Bicentennial Bard

Illinois Shakespeare Festival celebrates 40th anniversary in Land of Lincoln

 Quetta Carpenter, Steven Young, and Dee Dee Batteast star in "The Merry Wives of Windsor," reconsidered as "The Housewives of Normal, Ill." (Illinois Shakespeare Festival/Steven Smedley)

Quetta Carpenter, Steven Young, and Dee Dee Batteast star in "The Merry Wives of Windsor," reconsidered as "The Housewives of Normal, Ill." (Illinois Shakespeare Festival/Steven Smedley)

By Ted Cox

The Illinois Shakespeare Festival celebrates its 40th anniversary this weekend in suitable fashion with the jovial Falstaff leading "The Merry Wives of Windsor."

According to William Prenevost, managing director of the festival, it brings William Shakespeare's bawdy comedy into the present day by imagining it as something of a reality-TV installment of "The Housewives of Normal, Ill."

"It's very farcical," Prevenost said Thursday after the preview performance was rained out at the Ewing Theater on the elegant manor grounds at 48 Sunset Road in Bloomington. "It's an interesting twist to it."

It's one of three plays featured in the 41st season, along with Shakespeare's "Henry V" and the original stage version of Tom Stoppard and Marc Norman's knockoff "Shakespeare in Love," adapted by Lee Hal.

"Henry the V" also has a topical element. "With a lot of Shakespeare's history plays, they're relevant in all times," Prenevost said. "If you think about what's happening with our leadership today — and the kind of casual discussion about, yeah, we'll go in and invade Venezuela or wherever it might be — going into wars and conquering other lands is always a contemporary issue."

"Shakespeare in Love," meanwhile, finds the fest moving indoors for the first time at the Center for the Performing Arts Theater, 400 W. Beaufort St. on the Illinois State University campus.

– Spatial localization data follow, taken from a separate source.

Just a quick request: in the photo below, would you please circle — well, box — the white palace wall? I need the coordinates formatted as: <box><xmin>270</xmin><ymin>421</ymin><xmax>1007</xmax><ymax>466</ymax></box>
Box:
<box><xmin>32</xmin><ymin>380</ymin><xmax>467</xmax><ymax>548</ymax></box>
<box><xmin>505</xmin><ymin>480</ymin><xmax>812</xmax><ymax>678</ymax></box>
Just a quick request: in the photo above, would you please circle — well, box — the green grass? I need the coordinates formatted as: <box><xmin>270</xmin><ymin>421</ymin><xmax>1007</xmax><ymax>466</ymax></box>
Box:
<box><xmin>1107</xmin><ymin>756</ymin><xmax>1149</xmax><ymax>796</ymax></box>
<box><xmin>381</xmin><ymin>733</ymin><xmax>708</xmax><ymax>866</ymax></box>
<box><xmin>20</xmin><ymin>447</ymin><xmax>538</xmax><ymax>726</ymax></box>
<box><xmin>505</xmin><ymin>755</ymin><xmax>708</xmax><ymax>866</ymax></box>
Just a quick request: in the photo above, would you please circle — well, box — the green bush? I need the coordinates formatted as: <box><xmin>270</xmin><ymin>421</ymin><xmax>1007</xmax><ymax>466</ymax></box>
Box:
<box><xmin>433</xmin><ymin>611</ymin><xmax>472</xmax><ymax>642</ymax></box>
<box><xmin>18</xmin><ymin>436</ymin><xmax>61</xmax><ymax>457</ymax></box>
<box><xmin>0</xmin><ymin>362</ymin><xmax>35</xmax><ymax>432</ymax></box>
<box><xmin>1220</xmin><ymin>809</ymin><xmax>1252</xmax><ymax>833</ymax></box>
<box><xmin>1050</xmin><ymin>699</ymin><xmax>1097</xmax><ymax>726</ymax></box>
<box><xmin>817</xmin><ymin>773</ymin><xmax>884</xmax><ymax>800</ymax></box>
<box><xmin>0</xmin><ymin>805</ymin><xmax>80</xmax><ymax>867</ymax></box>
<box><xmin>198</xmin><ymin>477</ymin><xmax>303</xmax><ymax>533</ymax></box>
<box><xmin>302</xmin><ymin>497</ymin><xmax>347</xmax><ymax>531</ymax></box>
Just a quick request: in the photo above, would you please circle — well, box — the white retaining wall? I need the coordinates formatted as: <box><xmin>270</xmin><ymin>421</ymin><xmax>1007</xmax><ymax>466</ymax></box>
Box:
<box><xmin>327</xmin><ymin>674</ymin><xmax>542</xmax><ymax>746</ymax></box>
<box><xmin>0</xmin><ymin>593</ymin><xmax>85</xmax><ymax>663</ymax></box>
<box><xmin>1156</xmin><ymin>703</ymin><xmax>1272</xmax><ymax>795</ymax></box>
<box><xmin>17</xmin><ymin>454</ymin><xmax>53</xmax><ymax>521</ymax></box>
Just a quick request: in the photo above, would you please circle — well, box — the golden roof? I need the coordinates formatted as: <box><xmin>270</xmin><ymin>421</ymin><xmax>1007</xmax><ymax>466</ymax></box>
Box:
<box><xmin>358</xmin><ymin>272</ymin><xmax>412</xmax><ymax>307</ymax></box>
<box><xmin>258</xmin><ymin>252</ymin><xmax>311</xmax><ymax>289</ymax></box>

"That was a strategic move for a couple of different reasons," Prenevost said. For one, it gives people security that they can book ahead without worrying about the weather being stormy or too hot. That also lends itself to bus groups booking from outside the immediate area.

"Merry Wives" kicks things off this weekend with the fest's formal opening Friday night, followed by "Henry V" next weekend, July 12 through 14, and "Shakespeare in Love" the following weekend, July 19 through 22. A rotating repertory schedule gives the fest an extended coda from July 24 through Aug. 10. Tickets are available at IllinoisShakes.com, ranging from $20 to $54 for single plays, $40 to $109 for season tickets.

Chicago’s Improvised Shakespeare Company returns for three comedic "made-up plays" inspired by suggestions from the audience, also indoors at the Center for the Performing Arts. Those three performances are set for July 8 and 25 and Aug. 8, with general seating $18.

The fest's 40th anniversary also lines up with the Illinois bicentennial, so Prenevost had the bright idea to hold a symposium on President Abraham Lincoln's fondness for the bard (his favorite play is said to have been "Macbeth") under the theme "Shakespeare in the Land of Lincoln." Michael Anderegg, author of the 2015 book "Lincoln and Shakespeare," is the spotlight speaker at 4 p.m. July 21. James Cornelius, curator of the Lincoln collection at the Presidential Library in Springfield, speaks at 2 p.m. July 14, later followed by Lincoln scholar Guy Fraker at 2 p.m. July 28, and Robert Bray, author of "Reading With Lincoln," at 2 p.m. Aug. 4 — all in the Ewing Manor adjacent to the theater, and all free, with reservations recommended through the fest website.

 Shakespeare fans enter the theater behind Ewing Manor. (Illinois Shakespeare Festival/Steven Smedley)

Shakespeare fans enter the theater behind Ewing Manor. (Illinois Shakespeare Festival/Steven Smedley)

The elegant Ewing Manor and the outdoor theater remain the focal point of the festival in its 41st season. Prenevost, who attended ISU in the theater department with some of the actors who'd go on to form the Steppenwolf Theater in Chicago, recalled taking part in a performance of the balcony scene from "Romeo and Juliet" in the Ewing Manor courtyard a couple of years before the fest formally began in 1978.

"So we were already starting to do things out there for Shakespeare," Prenevost said. The fest began, he recalled, with "a temporary stage. So they just laid down platforms and put up a bleacher-type seating along with folding chairs. So it was very, very primitive at the beginning."

From those humble origins, though, it now welcomes more than 10,000 people a year, with the outdoor theater behind the Ewing Manor the festival centerpiece, bringing the atmosphere of Shakespeare's Globe Theater into the present day.